Ему снилось, что в изножье постели, спрятав руки под белоснежный передник руки, сидит Дорсия. Её лицо было разбито и залито кровью. Она пытается сказать что-то ему, но не может, поскольку от её лица остались лишь широко раскрытые черные глаза и зияющий провал с несколькими обломками зубов. И всё же, Грир уверен: её не терпится что-то сказать ему.


––


Проснулся Грир от долгого, но тихого стука в дверь. Поднимая голову от набитой соломой подушки, он почувствовал, как ноют челюсти – кошмар заставил его скрипеть зубами. Он прислушался. Когда еле слышный стук повторился вновь, он бесшумно скользнул к двери, сунув по пути баллок за пояс сзади.

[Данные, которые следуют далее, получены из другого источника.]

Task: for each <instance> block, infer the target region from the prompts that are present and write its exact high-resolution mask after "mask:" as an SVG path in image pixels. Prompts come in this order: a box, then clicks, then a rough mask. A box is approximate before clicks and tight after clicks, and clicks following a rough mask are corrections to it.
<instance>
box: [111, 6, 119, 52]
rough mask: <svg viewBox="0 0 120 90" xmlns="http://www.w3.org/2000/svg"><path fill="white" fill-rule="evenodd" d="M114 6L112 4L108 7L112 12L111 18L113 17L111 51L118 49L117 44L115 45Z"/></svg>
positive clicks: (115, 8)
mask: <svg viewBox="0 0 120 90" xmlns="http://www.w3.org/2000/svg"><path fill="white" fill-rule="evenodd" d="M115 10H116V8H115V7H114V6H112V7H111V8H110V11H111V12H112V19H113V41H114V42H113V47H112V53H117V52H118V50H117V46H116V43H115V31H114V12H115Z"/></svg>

Открыв дверь, он увидел её. Дорсия, всё в том же тёмно-фиолетовом остерленовом платье, стояла, засунув руки под передник.

Не сводя с неё глаз, Грир на миг застыл, потом отошёл в сторону, впуская отчаянную гостью, не побоявшуюся разгуливать по Сарыни после полуночи.

– Входи скорее. Ты одна пришла?

– Да, – просто ответила Дорсия, ступив на порог.

– Проходи-проходи, – сказал Грир и закрыл дверь после того, как убедился, выглянув во тьму, что Чад или Магон не прячутся в тени на первом этаже.

Дорсия покачивая узкими бёдрами, вошла и остановилась возле каминной трубы.

– Что привело тебя сюда в такое позднее время? – спросил Грир, задвинув засов.

Она медленно перевела свой немигающий взгляд с него на обстановку комнаты. Девушка рассматривала комнату ничего не упуская из вида, останавливаясь на каждой детали. Провожая её взгляд своим, Грир и сам, будто впервые, оценивал убожество помещения – потёртый пол, серое постельное бельё, расшатанную лавку, старый, исцарапанный ножом, стол…

– Выпьешь целебного мятного напитка? – резко спросил он, зачерпнув из дубового бочонка железную кружку и поставив её на огонь масляной лампы.

Грир отвернулся к столу, насыпая в кружку мяту с ромашкой, вербену, и розмарин, раздражённый её тревожащим присутствием. Когда он, закончив эту нехитрую чайную церемонию, развернулся к ней лицом, беспокойство немного улеглось, однако, напряжённая скованность и напряжение осталась.

Дорсия всё так же стояла у стены – безмолвно, настороженно, недвижно. Сквозь зубы насвистывая непринуждённый мотивчик, Грир смешал кипяток с заваркой и поставил на стол кружки.

– Чувствуй себя, как дома. Эта дыра, безусловно, домом может считаться с натяжкой, но лучшего я предложить не могу. – Он сел на лавку, и она затрещала под его тяжестью. Грир подул на напиток и сделал глоток.

Дорсия будто не заметила предложенной кружки.

– У тебя ведь есть обыкновение нарушать данное слово?

Такой прямой конной атаки Грир не ожидал. На мгновение она его ошеломила, но потом он рассмеялся.

– Право, вот теперь вы знаете обо мне, пожалуй, всё! – Он вытянул под столом свои ноги во всю их длину. – Это справедливо. Свои обещания я выполняю не всегда.

– Ты нанимаешься на работу, берёшь аванс, а затем бросаешь порученное дело, – заключила Дорсия. – Весьма лёгкий заработок, не так ли?

Грир кивнул.

– Да. Иногда даже чересчур лёгкий. – Беззаботно ответил он, удивляясь её спокойствию. Он ожидал, что она бросится на него в припадке ярости, в крайнем случае – закатит истерику. В глубине души он был бы даже рад такому предсказуемому исходу. Подобные ситуации не были для него новыми, в них Грир чувствовал бы себя увереннее, чем в повисшей неопределённости.

– И тому, кто тебе заплатит, никакой надежды не оставляешь?

– Ни малейшей, – беззаботно подтвердил Грир. – Работёнка, которую мне предлагают, не терпит огласки. Однако, разумеется, подать на меня в суд вам никто не запрещает. Кто может ухватить, да ухватит, – добавил он и ухмыльнулся.